Install with Docker

This page explain how to start Datashare within a Docker in server mode.

Prerequisites

Datashare platform is designed to function effectively by utilizing a combination of various services. To streamline the development and deployment workflows, Datashare relies on the use of Docker containers. Docker provides a lightweight and efficient way to package and distribute software applications, making it easier to manage dependencies and ensure consistency across different environments.

Read more about how to install Docker on your system.

Starting Datashare with multiple containers

Within Datashare, Docker Compose can play a significant role in enabling the setup of separated and persistent services for essential components. By utilizing Docker Compose, you can define and manage multiple containers as part of a unified service. This allows for seamless orchestration and deployment of interconnected services, each serving a specific purpose within the Datashare ecosystem.

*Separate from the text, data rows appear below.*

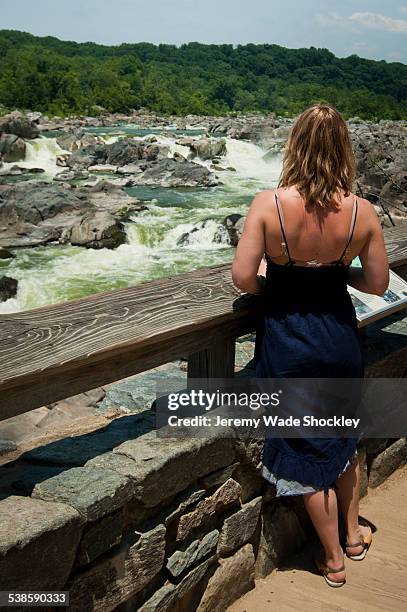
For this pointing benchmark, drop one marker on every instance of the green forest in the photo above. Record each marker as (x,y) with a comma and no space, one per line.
(61,78)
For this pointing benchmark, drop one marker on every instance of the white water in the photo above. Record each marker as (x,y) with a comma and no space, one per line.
(40,153)
(155,248)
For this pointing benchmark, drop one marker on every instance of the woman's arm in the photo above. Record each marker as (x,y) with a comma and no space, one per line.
(247,263)
(373,277)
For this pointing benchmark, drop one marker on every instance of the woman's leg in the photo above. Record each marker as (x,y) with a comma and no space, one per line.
(323,512)
(348,492)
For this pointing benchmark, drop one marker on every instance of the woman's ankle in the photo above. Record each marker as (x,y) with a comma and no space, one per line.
(334,558)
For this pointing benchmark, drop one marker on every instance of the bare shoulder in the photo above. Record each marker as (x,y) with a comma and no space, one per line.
(367,210)
(262,201)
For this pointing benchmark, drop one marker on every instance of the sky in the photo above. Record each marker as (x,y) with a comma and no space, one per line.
(370,28)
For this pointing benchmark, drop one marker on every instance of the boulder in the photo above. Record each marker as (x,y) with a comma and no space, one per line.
(239,528)
(12,147)
(8,288)
(231,580)
(96,230)
(38,535)
(129,151)
(207,148)
(227,495)
(114,580)
(93,492)
(181,560)
(19,124)
(5,254)
(150,461)
(234,225)
(71,175)
(282,535)
(171,173)
(387,462)
(77,139)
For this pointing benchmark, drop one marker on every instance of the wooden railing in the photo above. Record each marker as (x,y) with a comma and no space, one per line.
(54,352)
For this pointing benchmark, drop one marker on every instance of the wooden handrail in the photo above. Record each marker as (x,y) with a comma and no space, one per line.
(57,351)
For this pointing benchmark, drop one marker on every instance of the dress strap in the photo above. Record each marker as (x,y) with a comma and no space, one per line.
(284,243)
(351,229)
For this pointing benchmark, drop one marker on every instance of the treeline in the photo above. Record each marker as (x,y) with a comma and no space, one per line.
(61,78)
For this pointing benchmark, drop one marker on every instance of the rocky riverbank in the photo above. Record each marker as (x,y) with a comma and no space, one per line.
(85,201)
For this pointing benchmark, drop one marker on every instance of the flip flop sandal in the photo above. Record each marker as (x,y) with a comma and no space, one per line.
(366,542)
(325,570)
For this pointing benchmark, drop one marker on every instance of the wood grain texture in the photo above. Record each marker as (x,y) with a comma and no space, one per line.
(57,351)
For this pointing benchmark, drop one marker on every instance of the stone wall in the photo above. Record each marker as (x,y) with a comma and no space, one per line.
(152,524)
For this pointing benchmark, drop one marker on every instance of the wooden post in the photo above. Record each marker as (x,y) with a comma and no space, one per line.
(215,362)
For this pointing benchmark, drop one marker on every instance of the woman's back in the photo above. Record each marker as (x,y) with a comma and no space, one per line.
(309,236)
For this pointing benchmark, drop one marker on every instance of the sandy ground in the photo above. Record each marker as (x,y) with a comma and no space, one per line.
(377,583)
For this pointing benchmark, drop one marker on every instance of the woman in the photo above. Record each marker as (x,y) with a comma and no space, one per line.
(304,236)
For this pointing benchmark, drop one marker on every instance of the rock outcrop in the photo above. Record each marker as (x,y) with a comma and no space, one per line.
(19,124)
(12,147)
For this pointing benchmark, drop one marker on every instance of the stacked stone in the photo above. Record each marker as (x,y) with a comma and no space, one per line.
(124,519)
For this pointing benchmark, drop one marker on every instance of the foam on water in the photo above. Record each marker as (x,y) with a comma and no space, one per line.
(40,153)
(181,230)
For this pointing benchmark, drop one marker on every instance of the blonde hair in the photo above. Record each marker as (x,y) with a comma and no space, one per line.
(318,157)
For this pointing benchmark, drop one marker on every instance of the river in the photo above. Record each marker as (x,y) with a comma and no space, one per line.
(55,273)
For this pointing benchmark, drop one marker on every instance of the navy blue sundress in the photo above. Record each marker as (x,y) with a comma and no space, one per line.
(308,329)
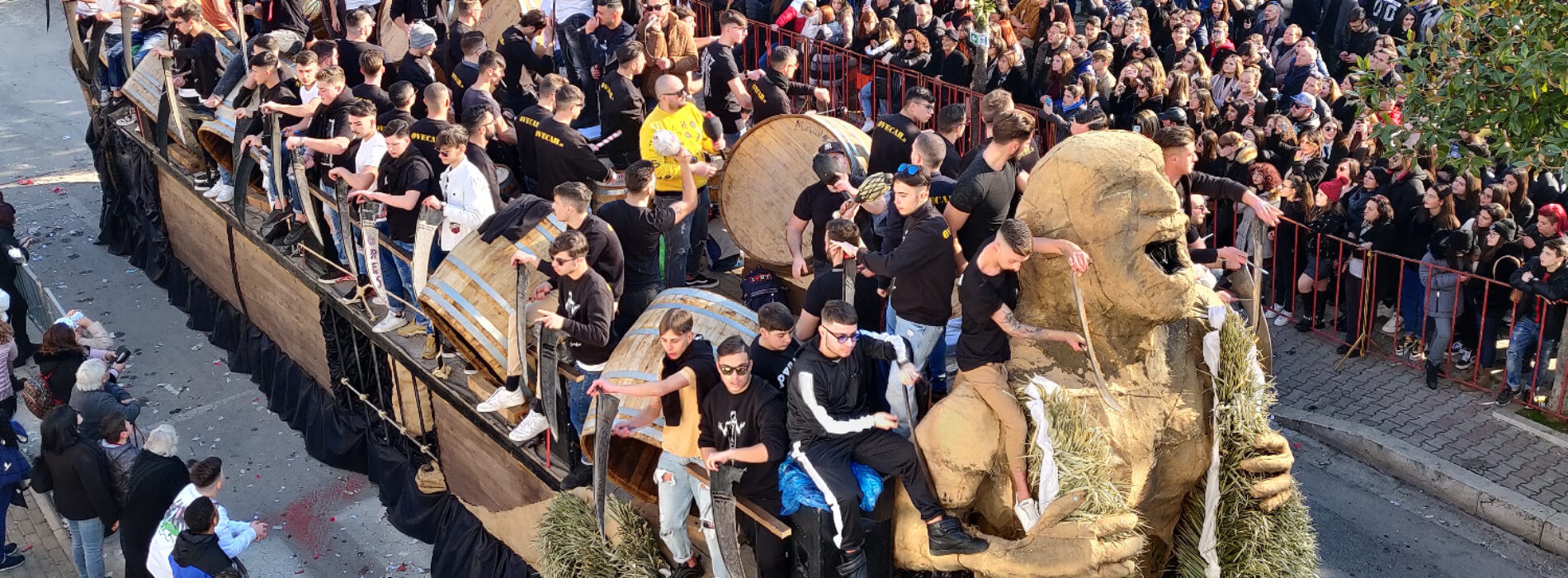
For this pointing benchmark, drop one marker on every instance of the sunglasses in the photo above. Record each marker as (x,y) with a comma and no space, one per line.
(844,339)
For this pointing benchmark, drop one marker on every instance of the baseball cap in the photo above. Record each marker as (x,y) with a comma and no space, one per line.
(421,35)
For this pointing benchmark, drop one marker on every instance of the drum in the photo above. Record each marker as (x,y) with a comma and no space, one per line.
(470,297)
(637,358)
(766,172)
(508,182)
(606,192)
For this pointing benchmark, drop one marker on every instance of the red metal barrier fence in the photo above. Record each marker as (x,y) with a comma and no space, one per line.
(1481,316)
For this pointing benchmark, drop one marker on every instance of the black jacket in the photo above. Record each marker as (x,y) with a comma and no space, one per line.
(921,268)
(831,398)
(203,553)
(1542,287)
(82,484)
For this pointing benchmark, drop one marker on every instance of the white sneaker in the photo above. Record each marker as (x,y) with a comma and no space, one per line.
(502,400)
(1027,513)
(531,428)
(1393,325)
(390,322)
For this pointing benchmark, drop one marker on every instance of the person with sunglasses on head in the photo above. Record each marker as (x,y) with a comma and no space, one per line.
(923,273)
(834,418)
(687,374)
(744,426)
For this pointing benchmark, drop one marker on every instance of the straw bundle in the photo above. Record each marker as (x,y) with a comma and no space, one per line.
(1082,457)
(569,544)
(1250,542)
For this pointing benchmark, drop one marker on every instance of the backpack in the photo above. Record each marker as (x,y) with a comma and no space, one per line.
(759,288)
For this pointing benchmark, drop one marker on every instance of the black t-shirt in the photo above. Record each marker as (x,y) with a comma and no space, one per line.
(719,69)
(639,231)
(770,367)
(562,154)
(348,59)
(394,115)
(745,419)
(527,121)
(817,205)
(423,137)
(830,285)
(400,175)
(982,339)
(587,305)
(376,96)
(620,109)
(891,144)
(286,15)
(987,195)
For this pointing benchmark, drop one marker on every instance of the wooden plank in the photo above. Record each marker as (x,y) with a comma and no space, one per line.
(198,236)
(282,306)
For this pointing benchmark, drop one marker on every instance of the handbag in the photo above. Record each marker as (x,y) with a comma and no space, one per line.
(36,398)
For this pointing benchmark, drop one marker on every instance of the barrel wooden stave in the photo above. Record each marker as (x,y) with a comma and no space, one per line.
(470,297)
(637,358)
(766,172)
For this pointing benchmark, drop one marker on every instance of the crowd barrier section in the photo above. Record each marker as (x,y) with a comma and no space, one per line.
(1391,285)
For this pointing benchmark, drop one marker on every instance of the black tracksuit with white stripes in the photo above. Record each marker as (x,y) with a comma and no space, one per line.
(830,421)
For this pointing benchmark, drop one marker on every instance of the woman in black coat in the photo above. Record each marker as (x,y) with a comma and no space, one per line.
(156,480)
(78,476)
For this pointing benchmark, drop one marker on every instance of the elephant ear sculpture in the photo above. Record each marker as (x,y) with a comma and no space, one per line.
(1145,308)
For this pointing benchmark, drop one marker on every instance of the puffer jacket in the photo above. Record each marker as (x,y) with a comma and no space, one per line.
(1442,288)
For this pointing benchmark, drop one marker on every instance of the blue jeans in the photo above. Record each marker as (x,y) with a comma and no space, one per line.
(1413,302)
(405,283)
(1521,349)
(923,339)
(87,547)
(676,494)
(579,398)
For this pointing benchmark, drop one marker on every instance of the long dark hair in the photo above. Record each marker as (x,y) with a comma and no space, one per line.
(60,429)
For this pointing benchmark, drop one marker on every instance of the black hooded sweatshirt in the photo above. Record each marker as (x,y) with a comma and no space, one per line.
(203,553)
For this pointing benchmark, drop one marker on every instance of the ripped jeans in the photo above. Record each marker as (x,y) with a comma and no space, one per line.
(674,501)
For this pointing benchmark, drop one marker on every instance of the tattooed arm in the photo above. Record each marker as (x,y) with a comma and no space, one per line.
(1013,327)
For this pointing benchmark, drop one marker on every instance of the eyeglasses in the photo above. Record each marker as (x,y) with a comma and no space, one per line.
(844,339)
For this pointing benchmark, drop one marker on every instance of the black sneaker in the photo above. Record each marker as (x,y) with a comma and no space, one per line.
(949,538)
(1505,395)
(701,282)
(580,476)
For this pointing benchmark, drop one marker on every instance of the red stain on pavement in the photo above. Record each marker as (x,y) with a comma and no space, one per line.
(309,519)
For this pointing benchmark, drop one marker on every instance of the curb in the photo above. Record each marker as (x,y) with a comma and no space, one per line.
(1476,495)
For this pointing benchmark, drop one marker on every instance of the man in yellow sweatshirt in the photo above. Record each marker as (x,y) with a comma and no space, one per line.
(682,244)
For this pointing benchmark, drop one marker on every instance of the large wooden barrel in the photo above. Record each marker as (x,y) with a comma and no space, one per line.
(637,358)
(768,168)
(470,297)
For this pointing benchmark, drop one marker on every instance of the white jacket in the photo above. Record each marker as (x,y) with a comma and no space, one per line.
(468,203)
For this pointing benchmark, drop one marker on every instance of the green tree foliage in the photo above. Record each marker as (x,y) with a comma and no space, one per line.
(1498,66)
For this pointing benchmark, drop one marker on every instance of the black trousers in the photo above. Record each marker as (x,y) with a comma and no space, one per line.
(827,461)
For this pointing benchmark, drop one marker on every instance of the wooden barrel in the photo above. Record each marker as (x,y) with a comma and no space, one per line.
(768,168)
(470,297)
(637,358)
(606,192)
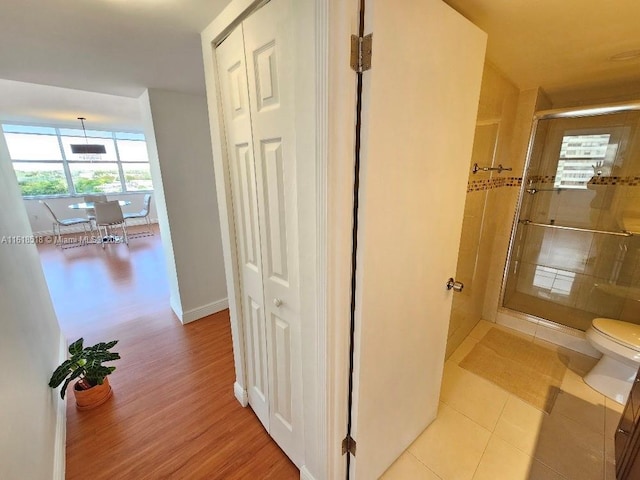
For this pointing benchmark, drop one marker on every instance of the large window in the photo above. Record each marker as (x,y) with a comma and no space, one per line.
(44,164)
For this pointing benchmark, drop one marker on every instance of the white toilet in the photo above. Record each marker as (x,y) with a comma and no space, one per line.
(619,343)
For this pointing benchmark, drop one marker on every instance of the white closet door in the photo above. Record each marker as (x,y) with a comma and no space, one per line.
(269,54)
(232,76)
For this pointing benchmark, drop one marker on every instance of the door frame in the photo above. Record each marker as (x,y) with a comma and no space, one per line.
(325,137)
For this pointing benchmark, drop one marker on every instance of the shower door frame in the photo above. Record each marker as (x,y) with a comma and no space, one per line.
(573,112)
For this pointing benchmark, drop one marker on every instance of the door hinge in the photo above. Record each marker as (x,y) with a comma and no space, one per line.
(349,445)
(361,52)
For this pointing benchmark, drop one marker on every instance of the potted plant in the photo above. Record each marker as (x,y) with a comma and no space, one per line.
(85,366)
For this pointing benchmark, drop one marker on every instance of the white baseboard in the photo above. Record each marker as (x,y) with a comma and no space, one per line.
(60,446)
(204,310)
(305,474)
(241,394)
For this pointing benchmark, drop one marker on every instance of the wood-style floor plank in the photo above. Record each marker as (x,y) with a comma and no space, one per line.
(173,414)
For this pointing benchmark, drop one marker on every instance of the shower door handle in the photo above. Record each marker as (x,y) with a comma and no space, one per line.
(456,286)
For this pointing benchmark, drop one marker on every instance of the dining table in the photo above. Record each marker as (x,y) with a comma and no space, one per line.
(109,237)
(90,205)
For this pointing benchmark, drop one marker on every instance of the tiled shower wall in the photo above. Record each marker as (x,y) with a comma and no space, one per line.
(502,135)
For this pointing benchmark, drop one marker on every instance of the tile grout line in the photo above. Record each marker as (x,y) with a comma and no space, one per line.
(423,464)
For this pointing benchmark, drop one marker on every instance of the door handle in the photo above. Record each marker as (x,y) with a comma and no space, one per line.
(456,286)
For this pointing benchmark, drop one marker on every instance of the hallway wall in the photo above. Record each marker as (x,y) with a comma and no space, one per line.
(31,347)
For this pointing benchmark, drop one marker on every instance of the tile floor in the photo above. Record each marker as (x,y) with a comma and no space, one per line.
(483,432)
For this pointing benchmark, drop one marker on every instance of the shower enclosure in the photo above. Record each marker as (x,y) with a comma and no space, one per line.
(575,250)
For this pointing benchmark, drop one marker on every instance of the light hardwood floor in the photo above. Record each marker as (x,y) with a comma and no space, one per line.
(173,414)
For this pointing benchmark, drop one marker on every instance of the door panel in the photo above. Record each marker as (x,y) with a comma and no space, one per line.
(420,102)
(237,121)
(269,52)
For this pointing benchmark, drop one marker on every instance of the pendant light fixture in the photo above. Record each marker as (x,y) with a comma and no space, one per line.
(87,148)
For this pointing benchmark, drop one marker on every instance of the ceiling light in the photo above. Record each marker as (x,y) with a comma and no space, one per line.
(87,148)
(630,55)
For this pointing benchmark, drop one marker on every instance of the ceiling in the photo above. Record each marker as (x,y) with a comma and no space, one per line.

Specifically, Docker Compose allows you to configure and launch separate containers for PostgreSQL, Elasticsearch, and Redis. These containers can be set up in a way that ensures their data is persistently stored, meaning that any information or changes made to the database, search index, or key-value store will be retained even if the containers are restarted or redeployed.

This separation of services using Docker Compose provides several advantages. It enhances modularity, scalability, and maintainability within the Datashare platform. It allows for independent management and scaling of each service, facilitating efficient resource utilization and enabling seamless upgrades or replacements of individual components as needed.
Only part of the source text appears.